It turns out Café Romeo doesn’t just peddle fancy Norwegian water bottles. They sell whole grains, too.

The better angels of your nature might be zooming in on that “Go Lean.” But that’s a Kashi trademark, and Kashi’s owned by Kellogg, and your anthropology professor wouldn’t really want you eating that. Oh no. Because breakfast is a site of power relations, she said, and Kellogg is a multinational corporation. And yeah, that’s bad. The world is flat and you’re a brat.

But alas, vegan peach coffee cake! Thanks to you, cows and birds will roam free. Not that you’ll care when all that sugar piles into your flab and you contribute to the nation’s obesity epidemic. And what would Michelle Obama say about that? I’m sure a woman biceps really knows how to wag a finger.

The paper containers here, like the ones for fries at baseball games, spell exactly the kind of American Exceptionalism your Uncle Pootie-Poot over at the Kremlin recently put out of fashion (or maybe just out of its Prozac-guzzling misery).
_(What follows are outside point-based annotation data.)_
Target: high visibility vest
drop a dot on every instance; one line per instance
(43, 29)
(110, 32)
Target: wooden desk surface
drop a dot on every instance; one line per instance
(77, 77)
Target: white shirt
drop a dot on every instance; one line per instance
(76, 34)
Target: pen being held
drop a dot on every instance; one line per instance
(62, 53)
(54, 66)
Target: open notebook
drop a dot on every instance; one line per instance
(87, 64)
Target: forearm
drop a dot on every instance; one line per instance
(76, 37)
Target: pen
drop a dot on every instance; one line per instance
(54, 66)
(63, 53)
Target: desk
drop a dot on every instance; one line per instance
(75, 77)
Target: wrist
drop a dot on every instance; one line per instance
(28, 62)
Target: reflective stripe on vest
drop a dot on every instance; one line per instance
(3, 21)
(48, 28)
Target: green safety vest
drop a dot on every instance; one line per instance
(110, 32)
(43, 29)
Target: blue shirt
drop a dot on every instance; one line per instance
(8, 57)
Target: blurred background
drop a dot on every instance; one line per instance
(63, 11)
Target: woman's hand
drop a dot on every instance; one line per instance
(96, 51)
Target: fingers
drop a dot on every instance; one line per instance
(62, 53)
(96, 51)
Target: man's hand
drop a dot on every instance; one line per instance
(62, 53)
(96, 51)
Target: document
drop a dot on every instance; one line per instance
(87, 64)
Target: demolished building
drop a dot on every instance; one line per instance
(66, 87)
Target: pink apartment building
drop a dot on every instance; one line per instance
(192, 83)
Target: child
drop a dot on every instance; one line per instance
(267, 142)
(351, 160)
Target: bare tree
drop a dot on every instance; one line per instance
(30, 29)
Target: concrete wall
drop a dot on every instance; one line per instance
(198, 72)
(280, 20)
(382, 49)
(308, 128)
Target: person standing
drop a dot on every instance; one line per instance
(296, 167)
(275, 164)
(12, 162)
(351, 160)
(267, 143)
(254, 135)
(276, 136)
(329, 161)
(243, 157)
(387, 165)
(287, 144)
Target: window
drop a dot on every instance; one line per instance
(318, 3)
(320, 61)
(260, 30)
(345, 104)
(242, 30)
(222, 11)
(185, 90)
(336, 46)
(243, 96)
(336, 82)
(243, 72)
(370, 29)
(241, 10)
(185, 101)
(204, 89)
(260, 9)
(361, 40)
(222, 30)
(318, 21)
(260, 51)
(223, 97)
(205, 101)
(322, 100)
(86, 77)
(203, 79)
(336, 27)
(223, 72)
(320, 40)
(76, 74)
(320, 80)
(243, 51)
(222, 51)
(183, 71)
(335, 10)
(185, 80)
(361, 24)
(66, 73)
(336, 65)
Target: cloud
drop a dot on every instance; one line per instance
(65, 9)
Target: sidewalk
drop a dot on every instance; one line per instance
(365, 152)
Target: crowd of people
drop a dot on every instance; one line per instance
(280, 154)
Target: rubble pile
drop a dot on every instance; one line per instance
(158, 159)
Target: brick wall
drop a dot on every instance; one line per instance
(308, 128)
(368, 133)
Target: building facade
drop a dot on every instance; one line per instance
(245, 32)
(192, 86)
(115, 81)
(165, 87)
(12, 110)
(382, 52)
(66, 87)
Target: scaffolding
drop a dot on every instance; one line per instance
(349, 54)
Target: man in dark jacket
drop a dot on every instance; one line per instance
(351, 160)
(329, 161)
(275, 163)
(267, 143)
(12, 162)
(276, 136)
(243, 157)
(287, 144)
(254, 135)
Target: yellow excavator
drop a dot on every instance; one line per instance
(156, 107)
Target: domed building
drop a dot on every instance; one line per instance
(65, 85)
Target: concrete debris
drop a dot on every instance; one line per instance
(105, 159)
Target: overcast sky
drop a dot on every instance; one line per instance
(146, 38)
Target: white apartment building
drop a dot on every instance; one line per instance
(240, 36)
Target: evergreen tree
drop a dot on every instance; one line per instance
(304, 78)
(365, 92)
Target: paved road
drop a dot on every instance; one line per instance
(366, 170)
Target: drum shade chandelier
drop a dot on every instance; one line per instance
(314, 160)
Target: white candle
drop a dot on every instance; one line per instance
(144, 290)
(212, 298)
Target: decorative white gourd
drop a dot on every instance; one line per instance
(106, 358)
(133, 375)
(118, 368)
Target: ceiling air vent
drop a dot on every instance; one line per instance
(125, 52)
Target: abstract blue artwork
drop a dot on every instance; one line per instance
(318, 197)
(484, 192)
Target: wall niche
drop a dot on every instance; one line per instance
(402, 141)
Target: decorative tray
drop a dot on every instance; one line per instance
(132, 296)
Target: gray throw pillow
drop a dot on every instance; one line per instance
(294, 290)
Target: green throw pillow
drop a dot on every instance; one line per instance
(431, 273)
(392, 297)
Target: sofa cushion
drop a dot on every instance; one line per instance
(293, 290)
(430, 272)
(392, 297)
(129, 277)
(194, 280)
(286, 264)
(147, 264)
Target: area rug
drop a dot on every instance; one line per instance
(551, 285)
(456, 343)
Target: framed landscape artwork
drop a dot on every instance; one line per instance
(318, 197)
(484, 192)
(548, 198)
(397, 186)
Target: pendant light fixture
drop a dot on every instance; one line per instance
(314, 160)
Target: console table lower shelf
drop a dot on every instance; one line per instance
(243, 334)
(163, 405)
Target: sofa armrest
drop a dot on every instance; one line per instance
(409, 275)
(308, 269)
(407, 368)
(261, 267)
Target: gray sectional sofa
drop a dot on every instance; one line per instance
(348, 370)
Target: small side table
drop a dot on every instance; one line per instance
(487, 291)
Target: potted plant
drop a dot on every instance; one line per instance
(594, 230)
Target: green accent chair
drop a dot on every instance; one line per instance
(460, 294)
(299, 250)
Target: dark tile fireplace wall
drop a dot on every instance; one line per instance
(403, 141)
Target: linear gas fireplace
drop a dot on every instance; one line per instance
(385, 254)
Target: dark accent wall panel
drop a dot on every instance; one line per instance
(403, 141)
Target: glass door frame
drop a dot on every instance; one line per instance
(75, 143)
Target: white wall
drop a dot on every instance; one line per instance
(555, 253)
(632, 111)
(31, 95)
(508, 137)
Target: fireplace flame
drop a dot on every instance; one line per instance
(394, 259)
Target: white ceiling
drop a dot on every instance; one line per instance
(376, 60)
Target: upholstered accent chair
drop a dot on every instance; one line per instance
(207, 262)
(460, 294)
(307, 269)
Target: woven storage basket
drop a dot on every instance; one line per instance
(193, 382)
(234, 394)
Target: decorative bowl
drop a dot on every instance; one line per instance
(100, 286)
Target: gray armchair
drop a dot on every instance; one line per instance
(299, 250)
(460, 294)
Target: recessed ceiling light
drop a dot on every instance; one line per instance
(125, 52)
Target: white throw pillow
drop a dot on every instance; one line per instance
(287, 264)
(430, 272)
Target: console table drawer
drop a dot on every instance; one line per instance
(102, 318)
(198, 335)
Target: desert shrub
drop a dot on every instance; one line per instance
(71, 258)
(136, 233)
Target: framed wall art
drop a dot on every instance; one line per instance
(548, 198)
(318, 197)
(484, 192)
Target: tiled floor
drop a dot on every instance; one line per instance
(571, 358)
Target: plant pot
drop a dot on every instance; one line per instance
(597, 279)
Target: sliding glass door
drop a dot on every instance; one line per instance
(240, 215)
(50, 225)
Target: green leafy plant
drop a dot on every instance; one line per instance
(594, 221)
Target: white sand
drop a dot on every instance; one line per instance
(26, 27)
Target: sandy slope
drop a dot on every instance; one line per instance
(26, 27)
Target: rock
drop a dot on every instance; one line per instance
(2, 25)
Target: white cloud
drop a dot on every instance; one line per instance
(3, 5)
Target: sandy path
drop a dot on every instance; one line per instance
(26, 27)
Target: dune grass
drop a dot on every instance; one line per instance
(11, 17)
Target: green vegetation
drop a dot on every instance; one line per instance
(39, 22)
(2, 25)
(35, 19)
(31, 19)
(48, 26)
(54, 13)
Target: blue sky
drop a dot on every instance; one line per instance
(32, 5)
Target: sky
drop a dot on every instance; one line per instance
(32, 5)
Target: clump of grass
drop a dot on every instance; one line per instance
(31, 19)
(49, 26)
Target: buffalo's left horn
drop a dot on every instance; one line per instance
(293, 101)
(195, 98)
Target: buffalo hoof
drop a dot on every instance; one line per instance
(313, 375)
Turns out you really aren’t that cool.

You came to Café Romeo wanting to say, “Fuck the patriarchy!” You made a beeline for that East Rock café as if for the promise of another life: authentic, without QR requirements, one in which we all get to live off campus and cook up quinoa dinners. You thought you might find your TA there. You’d make eye contact, talk up Baudrillard, and things would evolve. But the only action you’re getting is from the paintings on the walls — artistic visions of nubile manga-women with flowers for heads. It’s kinky and heteronormative; you’re mad but couldn’t care less anymore.

It’s easy to see corporate conspiracies at Café Romeo. But it’s even easier to discern the End of Irony — the sunny day when Lena Dunham is no longer the voice of a generation, and there are no more corporate conspiracies.
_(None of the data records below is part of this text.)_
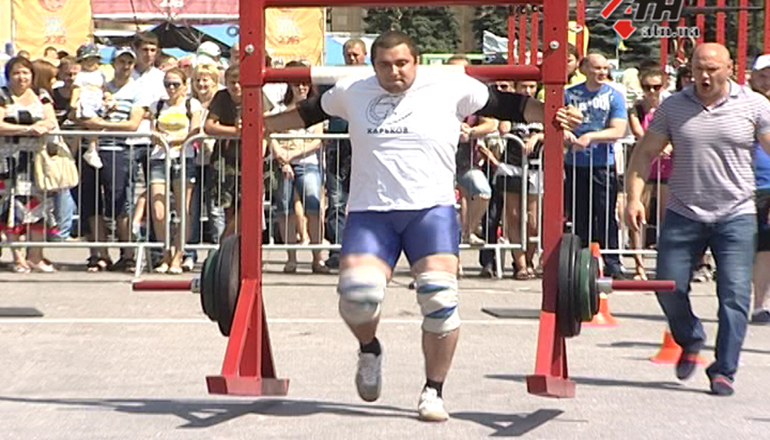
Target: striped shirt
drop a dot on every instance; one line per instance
(713, 177)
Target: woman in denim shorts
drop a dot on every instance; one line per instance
(300, 162)
(174, 120)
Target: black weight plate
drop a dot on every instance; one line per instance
(593, 289)
(574, 294)
(209, 274)
(563, 311)
(229, 282)
(586, 310)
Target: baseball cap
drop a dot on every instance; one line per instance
(125, 50)
(762, 61)
(88, 51)
(209, 49)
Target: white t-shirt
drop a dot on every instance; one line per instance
(404, 145)
(174, 121)
(90, 79)
(151, 90)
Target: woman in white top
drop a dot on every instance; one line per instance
(301, 170)
(174, 119)
(24, 209)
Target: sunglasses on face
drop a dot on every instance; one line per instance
(652, 88)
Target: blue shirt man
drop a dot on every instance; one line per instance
(599, 107)
(591, 193)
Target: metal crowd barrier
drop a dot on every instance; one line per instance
(76, 145)
(209, 213)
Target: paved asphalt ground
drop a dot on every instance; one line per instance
(105, 363)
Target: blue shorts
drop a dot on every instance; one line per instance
(419, 233)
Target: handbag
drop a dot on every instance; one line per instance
(55, 168)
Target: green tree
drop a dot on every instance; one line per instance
(434, 29)
(489, 18)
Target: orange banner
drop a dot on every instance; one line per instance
(63, 24)
(295, 34)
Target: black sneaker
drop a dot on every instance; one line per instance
(761, 317)
(333, 262)
(722, 386)
(685, 366)
(487, 271)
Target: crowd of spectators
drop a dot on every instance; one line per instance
(124, 180)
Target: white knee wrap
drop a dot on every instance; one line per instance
(361, 291)
(437, 296)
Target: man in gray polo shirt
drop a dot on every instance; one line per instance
(712, 126)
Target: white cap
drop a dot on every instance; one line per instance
(209, 49)
(762, 61)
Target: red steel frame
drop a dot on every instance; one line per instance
(248, 367)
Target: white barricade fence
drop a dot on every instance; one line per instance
(115, 182)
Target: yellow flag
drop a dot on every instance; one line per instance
(295, 34)
(64, 24)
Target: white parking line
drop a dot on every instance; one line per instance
(4, 321)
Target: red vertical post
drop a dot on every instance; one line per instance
(522, 40)
(721, 22)
(534, 36)
(742, 51)
(550, 376)
(766, 32)
(248, 365)
(511, 33)
(580, 5)
(664, 48)
(700, 22)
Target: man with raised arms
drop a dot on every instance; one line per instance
(404, 124)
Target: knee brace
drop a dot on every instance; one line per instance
(437, 296)
(361, 291)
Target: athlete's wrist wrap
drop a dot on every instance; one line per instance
(310, 111)
(438, 299)
(361, 291)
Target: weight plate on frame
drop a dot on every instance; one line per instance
(208, 283)
(563, 310)
(593, 288)
(575, 293)
(586, 310)
(229, 282)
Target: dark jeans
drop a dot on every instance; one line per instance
(334, 222)
(490, 223)
(680, 248)
(596, 208)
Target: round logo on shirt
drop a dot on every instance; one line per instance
(384, 108)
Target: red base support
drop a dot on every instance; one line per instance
(248, 368)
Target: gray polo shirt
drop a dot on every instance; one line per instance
(713, 177)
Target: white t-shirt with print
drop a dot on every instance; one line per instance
(404, 145)
(174, 121)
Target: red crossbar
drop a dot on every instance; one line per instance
(483, 73)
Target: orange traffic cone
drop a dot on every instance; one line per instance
(670, 351)
(604, 318)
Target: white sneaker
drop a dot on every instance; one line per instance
(431, 407)
(369, 376)
(91, 156)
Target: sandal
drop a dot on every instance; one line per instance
(521, 275)
(96, 263)
(21, 268)
(124, 264)
(163, 268)
(43, 266)
(321, 268)
(175, 270)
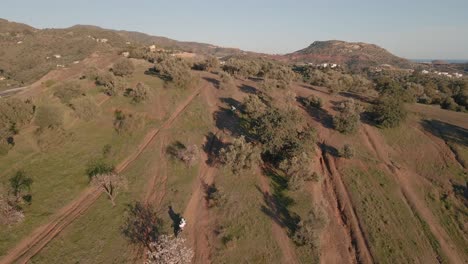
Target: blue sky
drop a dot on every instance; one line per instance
(411, 29)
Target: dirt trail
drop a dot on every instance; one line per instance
(33, 243)
(197, 216)
(284, 243)
(410, 183)
(336, 245)
(347, 213)
(156, 186)
(196, 211)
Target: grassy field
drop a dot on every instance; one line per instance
(447, 176)
(58, 164)
(95, 237)
(245, 234)
(395, 235)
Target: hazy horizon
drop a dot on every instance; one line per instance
(405, 29)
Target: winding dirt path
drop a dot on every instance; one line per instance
(34, 243)
(347, 213)
(410, 183)
(284, 242)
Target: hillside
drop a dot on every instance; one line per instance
(37, 48)
(356, 56)
(247, 160)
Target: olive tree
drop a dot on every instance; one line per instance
(240, 155)
(169, 249)
(123, 67)
(142, 226)
(348, 119)
(110, 183)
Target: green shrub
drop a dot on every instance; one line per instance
(313, 101)
(85, 108)
(126, 122)
(347, 151)
(14, 113)
(139, 94)
(175, 71)
(99, 167)
(49, 116)
(226, 81)
(298, 170)
(68, 91)
(388, 112)
(123, 67)
(348, 119)
(449, 104)
(239, 155)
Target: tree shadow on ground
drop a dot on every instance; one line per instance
(213, 81)
(228, 119)
(212, 146)
(176, 219)
(277, 203)
(356, 96)
(461, 191)
(314, 89)
(448, 132)
(318, 114)
(248, 89)
(329, 149)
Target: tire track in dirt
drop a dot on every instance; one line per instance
(407, 180)
(283, 240)
(156, 186)
(344, 222)
(34, 243)
(342, 200)
(196, 211)
(336, 245)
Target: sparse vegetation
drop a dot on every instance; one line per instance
(310, 228)
(347, 151)
(298, 170)
(49, 117)
(139, 94)
(175, 71)
(388, 112)
(123, 67)
(68, 91)
(240, 155)
(348, 119)
(142, 226)
(85, 108)
(169, 249)
(109, 182)
(226, 81)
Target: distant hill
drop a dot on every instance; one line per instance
(355, 55)
(28, 53)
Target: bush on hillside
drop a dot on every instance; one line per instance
(14, 114)
(49, 116)
(348, 119)
(298, 170)
(68, 91)
(139, 94)
(126, 122)
(313, 101)
(123, 67)
(85, 108)
(239, 155)
(175, 71)
(388, 112)
(310, 228)
(226, 81)
(347, 151)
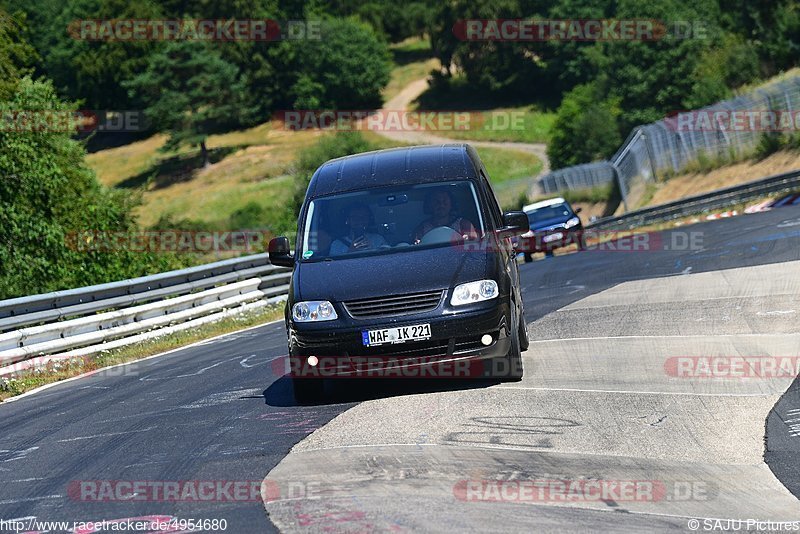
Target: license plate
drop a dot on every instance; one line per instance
(399, 334)
(552, 237)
Remember the last scene in Weeds, when pot’s legal and Nancy opens a coffee shop chain (of the Amsterdam variety)? The gang resettles in suburbia; there’s no swagger to be swung because all’s normalized. Things just are. Café Romeo’s kind of like that.

There are thousands of places like this in America, with their stainless steel tables and stainless steel chairs and wavy stainless steel ceiling panels. The color palette is earthy: a sprig of brown and olivine green: Oregon office-space chic. Maybe the folks at Romeo think they’re cool, but I suspect normalcy buoys them. An M&M dispenser sits like an afterthought in the back, swaggering so slightly. These cafes are sad and sweet and have no poetry. They serve soups and sandwiches; salads and (sometimes, like at Romeo) pizza, too.

If Blue State at midday is all North Korean pageantry — a hundred stern undergrads highlighting in unison — this is all happy-go-fuck-yourself, Walden Pond self-reliance. Each customer is an island; there’s peace and quiet, none of the camaraderie born of Blue State’s cramped corridors. It’s a scene for the dabblers.

What matters is that the grub’s good. The coffee was realer than Book Trader’s, less acidic than Blue State’s, more full-bodied than most. I had the Cobb Salad Wrap. The vinegar was balanced; everything worked in concert. And there was just enough avocado to remind me of my perch in the New England liberal conspiracy.